Two severely disabled men have lost a High Court challenge against the legality of Government regulations setting up the controversial Universal Credit benefits scheme.
A judge in London announced on Thursday that he had dismissed the challenge - ruling that the 2013 regulations "do not involve discrimination" in so far as they "do not include any element" which "corresponds to the additional disability premiums payable under the previous regime".
But Mr Justice Lewis declared that the "implementing arrangements do at present give rise to unlawful discrimination", and that the two men were entitled to a declaration to that effect.

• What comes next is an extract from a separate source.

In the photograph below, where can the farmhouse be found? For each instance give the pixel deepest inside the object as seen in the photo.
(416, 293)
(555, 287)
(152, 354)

During a hearing in May, the judge was told by the men's lawyers that they have been left unable to meet many of their basic needs.
He heard from barrister Zoe Leventhal that a "significant" drop in monthly income was having "seriously detrimental impacts on their health and well-being".
She said that both men, who live alone without a carer, "are no longer able to meet many of their basic needs".
They had lost around £178 per month after having to move to the Universal Credit system - which replaced a range of means-tested welfare benefits with one single benefit.
The two men whose cases are at the centre of the judicial review action against the Work and Pensions Secretary cannot be named for legal reasons and are referred to as TP and AR.
TP is a 52-year-old terminally ill man who worked in the financial sector, while AR is aged 36 and suffers from severe mental health issues.
Their case is said to be the first legal challenge against the Universal Credit scheme.
Law firm Leigh Day, which represents them, welcomed the judge's decision to grant a declaration and described his judgment as "landmark".